Will Scherf get death penalty for killing prison guard Jayme Biendl?
EVERETT -- Overcome with emotion, family and friends of Monroe Corrections Officer Jaime Biendl were elated with the guilty verdict of Byron Scherf. After six days in the courtroom, jurors took less than an hour to make their decision that Biendl’s murder was premeditated.
“This was a day like any other for her,” said Snohomish County Prosecuting Attorney Ed Stemler. “She was planning to go home and he was planning to kill her. He knew already before the inmates were gone from the chapel, that this was not going to be like any other day for Jaime Biendl.
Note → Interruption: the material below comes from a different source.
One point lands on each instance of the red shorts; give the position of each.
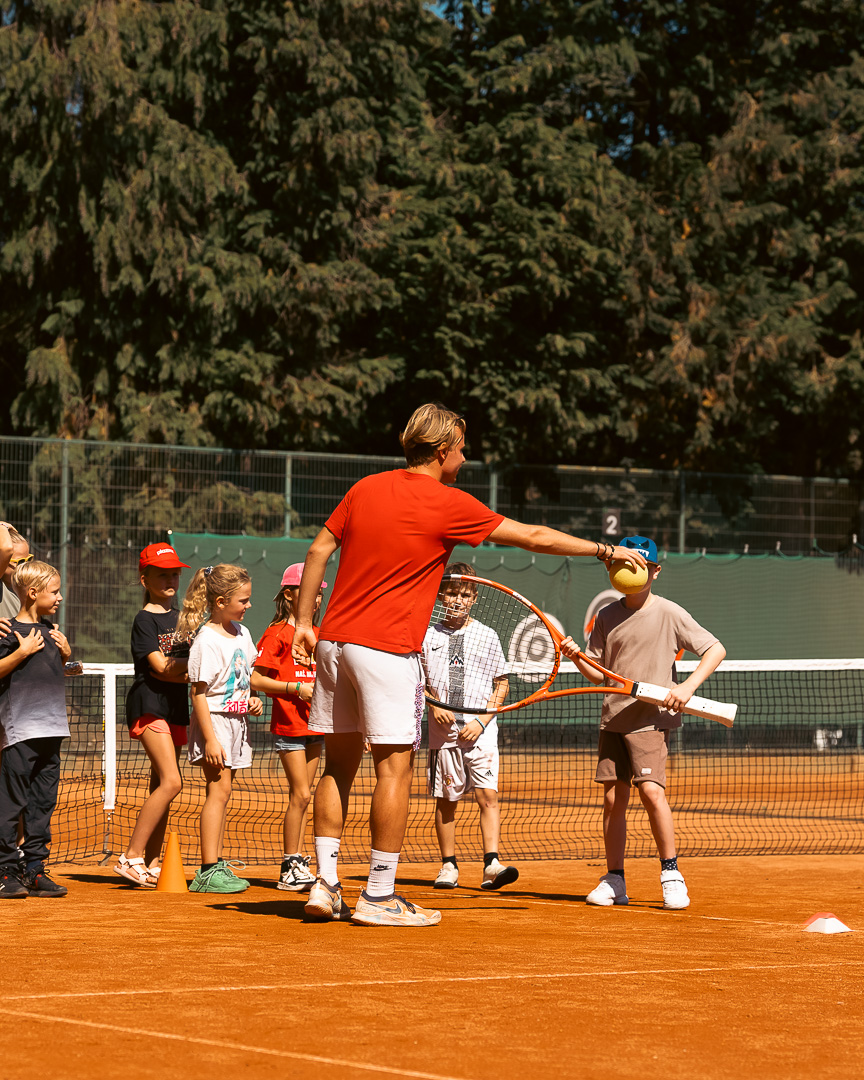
(178, 732)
He knew he was going to take her life that night.”
On Wednesday, jurors heard Scherf’s video confession recorded just days after the murder.
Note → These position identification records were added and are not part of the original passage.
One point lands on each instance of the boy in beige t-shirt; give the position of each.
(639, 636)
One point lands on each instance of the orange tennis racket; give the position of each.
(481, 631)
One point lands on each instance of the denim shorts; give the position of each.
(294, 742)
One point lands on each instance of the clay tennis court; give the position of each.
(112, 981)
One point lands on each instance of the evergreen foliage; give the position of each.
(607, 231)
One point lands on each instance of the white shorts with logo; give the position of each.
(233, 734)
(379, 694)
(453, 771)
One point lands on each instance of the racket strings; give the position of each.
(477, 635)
“She stomped on my foot and that’s how my foot got messed up. At some point she bit my finger pretty good. I tried to take her out a couple times with my arm around her neck like that and it wasn’t working. Somehow she got her hands on her radio then she tried to key her radio for help but I don’t think she keyed it, but I got a hold of it swung it over my shoulder like that,” said Scherf.
Scherf said he then took a microphone cable and wrapped it around Biendl’s neck until she stopped breathing. His attorney said it was an act of rage, after Biendl made a rude comment about his wife but that the murder was not pre-planned.
“If a husband gets an insurance policy for $5 million out on his wife and then kills her a week later, that is evidence of premeditation. What is the evidence of premeditation here?” asked defense attorney Jon Scott.
The jury took less than an hour to make its decision. They will be back in court on Monday to deliberate whether Scherf will receive the death penalty or life in prison without parole. Before the Jan. 29, 2011, murder, he was already serving a life sentence for raping two women and setting one of them on fire.